Zwei Prozesse sind im Gange: Die Republik Moldau baut neue Stromleitungen nach Rumänien. Ende 2024 wird der ukrainische Gastransitvertrag auslaufen. Meiner Meinung nach deutet dies auf einen wirtschaftlichen Zusammenbruch hin. Etwas Ähnliches könnte in Abchasien passieren, allerdings in einem viel langsameren Tempo. Dies ist keine unmittelbare Angelegenheit. 

Der Iran und Russland nähern sich einander an. Der transkaspische Handel boomt, die Russen investieren in Eisenbahnverbindungen, die Iraner in dagestanische Häfen, und es gibt eine intensive Sicherheitszusammenarbeit. Sehen Sie den Iran als aufstrebenden "Sicherheitssakteur" im Kaukasus, ähnlich wie im Libanon, Irak oder Syrien? 

Es gibt eine natürliche Partnerschaft zwischen dem Iran und Russland, die durch die Sanktionen entstanden ist, da sie nichts zu verlieren haben. Die Shaheed-Drohnen werden hier häufig erwähnt, ebenso wie die Zusammenarbeit des Irans mit der Eurasischen Union. 

Im Südkaukasus verfügen sowohl Teheran als auch Moskau nicht über die finanziellen Mittel, um durch einen massiven internationalen Nord-Süd-Verkehrskorridor erheblichen Einfluss aufzubauen. Die wichtigste Frage in dieser Hinsicht lautet: "Woher soll das Geld kommen?" 
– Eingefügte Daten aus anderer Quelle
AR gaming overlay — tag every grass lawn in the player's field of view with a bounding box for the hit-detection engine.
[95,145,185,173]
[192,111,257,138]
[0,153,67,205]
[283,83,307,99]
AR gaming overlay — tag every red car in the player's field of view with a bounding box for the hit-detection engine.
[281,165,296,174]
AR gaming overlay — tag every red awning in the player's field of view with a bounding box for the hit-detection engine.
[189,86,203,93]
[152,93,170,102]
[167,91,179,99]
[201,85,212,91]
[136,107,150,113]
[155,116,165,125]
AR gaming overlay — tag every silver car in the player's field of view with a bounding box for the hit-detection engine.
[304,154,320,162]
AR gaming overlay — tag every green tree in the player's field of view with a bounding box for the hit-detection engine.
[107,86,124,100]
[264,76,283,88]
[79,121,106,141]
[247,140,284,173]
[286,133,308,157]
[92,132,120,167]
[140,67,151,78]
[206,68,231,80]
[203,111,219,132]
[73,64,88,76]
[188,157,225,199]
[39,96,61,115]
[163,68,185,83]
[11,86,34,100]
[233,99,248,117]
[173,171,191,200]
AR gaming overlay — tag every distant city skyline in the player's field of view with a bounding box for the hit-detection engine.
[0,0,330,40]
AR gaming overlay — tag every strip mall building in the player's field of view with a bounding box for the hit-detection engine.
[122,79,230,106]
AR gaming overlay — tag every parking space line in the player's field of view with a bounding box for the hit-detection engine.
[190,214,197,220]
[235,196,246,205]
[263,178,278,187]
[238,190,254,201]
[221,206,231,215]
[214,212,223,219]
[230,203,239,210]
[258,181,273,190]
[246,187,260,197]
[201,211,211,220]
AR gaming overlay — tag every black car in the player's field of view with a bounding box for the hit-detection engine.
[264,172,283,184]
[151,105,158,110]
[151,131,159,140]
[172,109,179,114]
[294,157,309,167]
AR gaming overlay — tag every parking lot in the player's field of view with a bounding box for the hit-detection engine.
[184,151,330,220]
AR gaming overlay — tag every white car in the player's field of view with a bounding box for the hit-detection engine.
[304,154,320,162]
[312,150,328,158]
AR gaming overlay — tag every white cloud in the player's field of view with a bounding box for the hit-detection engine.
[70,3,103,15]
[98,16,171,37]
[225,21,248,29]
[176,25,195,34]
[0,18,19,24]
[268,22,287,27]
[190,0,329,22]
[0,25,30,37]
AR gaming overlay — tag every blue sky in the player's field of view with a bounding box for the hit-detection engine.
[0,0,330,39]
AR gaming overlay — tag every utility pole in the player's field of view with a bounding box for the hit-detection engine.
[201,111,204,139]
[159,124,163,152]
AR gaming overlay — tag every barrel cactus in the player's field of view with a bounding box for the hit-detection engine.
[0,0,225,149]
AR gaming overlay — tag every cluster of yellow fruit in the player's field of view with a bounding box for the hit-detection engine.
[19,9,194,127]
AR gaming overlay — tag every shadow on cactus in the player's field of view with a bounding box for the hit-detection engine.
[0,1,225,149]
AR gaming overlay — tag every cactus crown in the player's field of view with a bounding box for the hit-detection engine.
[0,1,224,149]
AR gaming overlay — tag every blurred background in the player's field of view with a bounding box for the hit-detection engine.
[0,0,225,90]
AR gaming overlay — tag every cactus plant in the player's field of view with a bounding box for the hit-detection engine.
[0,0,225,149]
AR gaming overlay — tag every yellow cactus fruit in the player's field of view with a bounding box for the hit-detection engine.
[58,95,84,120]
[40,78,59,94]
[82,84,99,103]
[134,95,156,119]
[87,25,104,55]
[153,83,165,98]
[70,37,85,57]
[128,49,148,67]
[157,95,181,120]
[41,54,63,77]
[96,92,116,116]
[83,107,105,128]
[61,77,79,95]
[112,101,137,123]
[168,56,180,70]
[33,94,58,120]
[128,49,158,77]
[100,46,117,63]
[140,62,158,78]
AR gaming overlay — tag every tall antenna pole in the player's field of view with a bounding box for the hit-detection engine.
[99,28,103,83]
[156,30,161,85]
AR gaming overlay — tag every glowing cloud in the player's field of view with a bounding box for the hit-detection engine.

Wer wird für die Infrastruktur bezahlen? Es wird keine internationalen Investoren geben, und selbst wenn man sich darauf einigt, die Strecke von Süd-Aserbaidschan aus zu bauen, ist Nachitschewan für den Iran von größerer strategischer Bedeutung, da es ein bestehendes altes sowjetisches Eisenbahnnetz wiederbeleben würde. Das ist bereits geplant und ist billiger. Auch für die westlichen Partner ist es sinnvoller, eine Ost-West-Verbindung zu genehmigen, selbst wenn der Iran dadurch in gewisser Weise angebunden wird.

Tausende von Russen wandern in den Kaukasus ein und treiben das Wirtschaftswachstum voran. Ist dies eine Gelegenheit, die Beziehungen zu den Russen, sogar zu Russland, wieder zu verbessern? Teilen Sie die Angst vor einer "russischen Infiltration"?

Es ist zu früh, um zu sagen, ob die Russen zu einem politischen Faktor werden. In Armenien werden die Russen nicht als Kolonisatoren angesehen, wie es in Georgien der Fall ist. In Eriwan hat man ein besseres Verhältnis zu ihnen. Es gibt ein klares Problem mit den Mieten, und die Vermieter machen das meiste Geld, was den Einheimischen Probleme bereitet. Das Gleiche gilt für Tiflis. 

In Armenien profitiert die lokale IT-Industrie. In Georgien werden sie eher als "Parallelgesellschaft" und bisweilen als Teil einer "sanften Besatzungsmacht" angesehen. Es herrscht Feindseligkeit. Das Paradoxe ist nun, dass die Regierung in Eriwan pro-europäischer ist als die in Tiflis. Wenn eine Bank eröffnet wird, kann es zu einer politischen Gegenreaktion kommen. Aber viele dieser Menschen könnten nach Russland zurückkehren, wenn sich die Dinge zu Hause ändern.